From today, import duties on complete-knocked-down (CKD) component kits for vehicles with 15 seats or less increase to 25 percent from the previous 20 percent.
Under the finance ministry's Decision 110, which was signed off on July 25, the rate for 16 to 24 seaters rises to 15 percent from 10 percent, and doubles to 10 percent for larger capacity vehicles.
The government has justified the increases as a means of helping the domestic parts industry grow by forcing manufacturers to raise their local parts content rather than importing them from abroad for assembly in Vietnam.
In a separate decision announced in June, special consumption tax (SCT) will rise from its current five percent to 24 percent on cars with five seats or less from the beginning of next year, with similar gains for larger vehicles.
The SCT rates will increase annually until 2007, at which point cars will be taxed at an outlandish 80 percent and other sized vehicles at between 25 and 50 percent.
To compound the industry's woes, value-added tax on CKD imports will also double to 10 percent across all vehicle categories from next January.
The Vietnam Automobile Manu-facturers Association (VAMA), which is made up of 11 foreign-invested companies including Toyota, DaimlerChrysler and Ford, says the tax increases will devastate the industry.
It predicts sales will plunge by 30 to 40 percent next year as the companies are forced to pass on these added costs to consumers.
"Currently we are making around 30,000 units per year. Over the last few years, the automotive industry is growing very fast at 30 [to] 50 percent annually. Now the dramatic increase in price will stop this growth, and worse, bring our sales volume fall back to the volume of 1999 [to] 2000 period," a spokesman for the industry association said.

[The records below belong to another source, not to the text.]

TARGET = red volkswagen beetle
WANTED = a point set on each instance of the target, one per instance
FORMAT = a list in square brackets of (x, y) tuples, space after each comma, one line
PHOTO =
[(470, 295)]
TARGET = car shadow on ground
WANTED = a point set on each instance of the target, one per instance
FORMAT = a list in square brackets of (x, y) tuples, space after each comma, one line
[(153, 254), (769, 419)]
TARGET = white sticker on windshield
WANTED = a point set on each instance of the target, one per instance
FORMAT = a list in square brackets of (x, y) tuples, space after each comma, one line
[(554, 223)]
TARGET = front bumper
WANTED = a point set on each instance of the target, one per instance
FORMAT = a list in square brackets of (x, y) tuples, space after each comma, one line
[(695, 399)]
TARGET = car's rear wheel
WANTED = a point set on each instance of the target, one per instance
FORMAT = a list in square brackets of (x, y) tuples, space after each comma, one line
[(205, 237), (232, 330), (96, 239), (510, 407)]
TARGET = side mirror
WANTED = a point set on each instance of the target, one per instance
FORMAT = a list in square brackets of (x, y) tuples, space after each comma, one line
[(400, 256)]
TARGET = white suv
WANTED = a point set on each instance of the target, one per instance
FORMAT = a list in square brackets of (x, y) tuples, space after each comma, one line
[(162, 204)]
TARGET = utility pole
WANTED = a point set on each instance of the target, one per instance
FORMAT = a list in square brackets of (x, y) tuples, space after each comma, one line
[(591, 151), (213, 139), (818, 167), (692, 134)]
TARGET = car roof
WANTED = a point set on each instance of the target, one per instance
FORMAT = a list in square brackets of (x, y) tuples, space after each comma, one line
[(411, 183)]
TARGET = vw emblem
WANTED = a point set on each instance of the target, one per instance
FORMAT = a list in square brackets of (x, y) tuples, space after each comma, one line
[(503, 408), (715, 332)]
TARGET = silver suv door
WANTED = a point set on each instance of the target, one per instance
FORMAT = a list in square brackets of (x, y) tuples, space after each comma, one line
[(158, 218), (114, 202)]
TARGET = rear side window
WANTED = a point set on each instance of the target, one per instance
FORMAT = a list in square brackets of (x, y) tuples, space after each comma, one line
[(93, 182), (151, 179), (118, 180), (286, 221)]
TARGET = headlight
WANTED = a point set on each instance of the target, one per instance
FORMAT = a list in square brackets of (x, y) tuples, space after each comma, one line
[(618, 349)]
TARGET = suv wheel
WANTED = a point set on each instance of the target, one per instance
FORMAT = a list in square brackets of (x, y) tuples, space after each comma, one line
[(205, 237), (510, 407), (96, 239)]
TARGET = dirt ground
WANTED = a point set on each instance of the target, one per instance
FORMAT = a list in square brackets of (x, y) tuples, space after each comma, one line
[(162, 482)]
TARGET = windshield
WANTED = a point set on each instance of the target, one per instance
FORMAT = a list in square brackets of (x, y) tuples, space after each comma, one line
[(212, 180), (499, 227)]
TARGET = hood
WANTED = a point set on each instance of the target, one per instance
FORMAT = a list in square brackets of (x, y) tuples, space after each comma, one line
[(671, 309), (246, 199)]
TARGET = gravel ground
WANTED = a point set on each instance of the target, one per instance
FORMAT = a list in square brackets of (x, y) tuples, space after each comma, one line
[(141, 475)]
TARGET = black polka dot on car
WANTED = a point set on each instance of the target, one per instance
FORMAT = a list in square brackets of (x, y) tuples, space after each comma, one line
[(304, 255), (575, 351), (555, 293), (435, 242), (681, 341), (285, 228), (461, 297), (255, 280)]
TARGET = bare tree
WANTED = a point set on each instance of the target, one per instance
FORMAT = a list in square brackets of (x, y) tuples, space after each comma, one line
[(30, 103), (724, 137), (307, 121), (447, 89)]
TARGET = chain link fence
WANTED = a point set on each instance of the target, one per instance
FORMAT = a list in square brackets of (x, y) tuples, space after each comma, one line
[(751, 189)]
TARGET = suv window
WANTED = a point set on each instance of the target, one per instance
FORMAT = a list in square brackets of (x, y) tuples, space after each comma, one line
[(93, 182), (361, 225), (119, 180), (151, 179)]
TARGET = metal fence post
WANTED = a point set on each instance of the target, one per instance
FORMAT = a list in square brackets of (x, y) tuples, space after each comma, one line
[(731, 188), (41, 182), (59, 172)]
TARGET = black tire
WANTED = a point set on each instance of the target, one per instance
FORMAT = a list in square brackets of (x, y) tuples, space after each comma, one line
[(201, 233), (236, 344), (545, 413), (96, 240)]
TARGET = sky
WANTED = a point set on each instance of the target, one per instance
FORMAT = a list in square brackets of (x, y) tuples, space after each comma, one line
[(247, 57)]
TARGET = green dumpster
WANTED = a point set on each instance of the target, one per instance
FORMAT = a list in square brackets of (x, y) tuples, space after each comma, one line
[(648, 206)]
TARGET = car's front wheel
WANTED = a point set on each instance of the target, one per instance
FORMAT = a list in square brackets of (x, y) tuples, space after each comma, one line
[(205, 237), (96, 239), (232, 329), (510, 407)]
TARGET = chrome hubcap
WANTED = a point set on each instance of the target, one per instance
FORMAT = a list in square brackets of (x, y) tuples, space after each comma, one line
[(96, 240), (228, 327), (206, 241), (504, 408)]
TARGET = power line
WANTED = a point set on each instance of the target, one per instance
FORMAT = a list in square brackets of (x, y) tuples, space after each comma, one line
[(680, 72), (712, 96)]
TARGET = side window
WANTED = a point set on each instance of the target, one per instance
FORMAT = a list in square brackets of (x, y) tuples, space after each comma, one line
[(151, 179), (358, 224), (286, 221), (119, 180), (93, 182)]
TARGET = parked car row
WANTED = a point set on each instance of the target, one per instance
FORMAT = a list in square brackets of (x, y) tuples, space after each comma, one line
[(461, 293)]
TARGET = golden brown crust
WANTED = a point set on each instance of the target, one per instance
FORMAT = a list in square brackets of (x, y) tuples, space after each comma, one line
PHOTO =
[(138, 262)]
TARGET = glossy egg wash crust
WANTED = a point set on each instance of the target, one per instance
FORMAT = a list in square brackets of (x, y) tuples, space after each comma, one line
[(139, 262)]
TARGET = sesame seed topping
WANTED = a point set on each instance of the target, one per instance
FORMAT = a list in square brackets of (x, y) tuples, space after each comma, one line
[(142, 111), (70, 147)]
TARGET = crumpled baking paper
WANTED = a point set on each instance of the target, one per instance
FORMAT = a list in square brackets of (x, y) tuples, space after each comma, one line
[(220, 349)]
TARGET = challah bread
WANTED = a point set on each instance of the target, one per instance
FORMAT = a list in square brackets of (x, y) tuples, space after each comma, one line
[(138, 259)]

"In that situation, of course our revenue and profit plans will suffer a heavy blow. Our business plans will not be healthy any longer," the spokesman said.
"Many VAMA members may have to close their operations in Vietnam. The whole industry is put under the risk of a shaky future," he added.
All vehicles assembled in the communist nation, where motorbikes remain the undisputed kings of the roads, are for domestic consumption.
The government has come under heavy flak for its handling of the issue from VAMA, which only got wind of the tax proposals at the end of January and which were originally slated to come into force from April.
The situation is very different from what auto manufacturers had envisaged when they flocked into the communist nation in the mid-1990s ago seeking to tap anticipated soaring income levels.
Their business plans, however, were derailed by the 1997 to 1998 Asian financial crisis, and today annual per capita income is only around US$400, way below the US$3,000 to US$4,000 mark that experts say is necessary to maintain satisfactory growth in the industry.
To date VAMA members have invested over US$500 million in Vietnam, excluding related investments in companies supporting the auto industry.
But its investment future now looks bleak.
"We have actually canceled many of our planned investment projects because they are not feasible under the new tax scheme. This has adverse effects on both the automotive industry as well as Vietnam's total foreign investment," the VAMA spokesman said.
Tony Foster, chairman of the Hanoi chapter of the American Chamber of Commerce, concurs that the tax increases will trigger concerns among potential investors in the Southeast Asian country.
"The auto industry has invested a substantial amount of money here and to change the ground rules fairly substantially tells foreign investors that they could be in for a nasty shock," he said.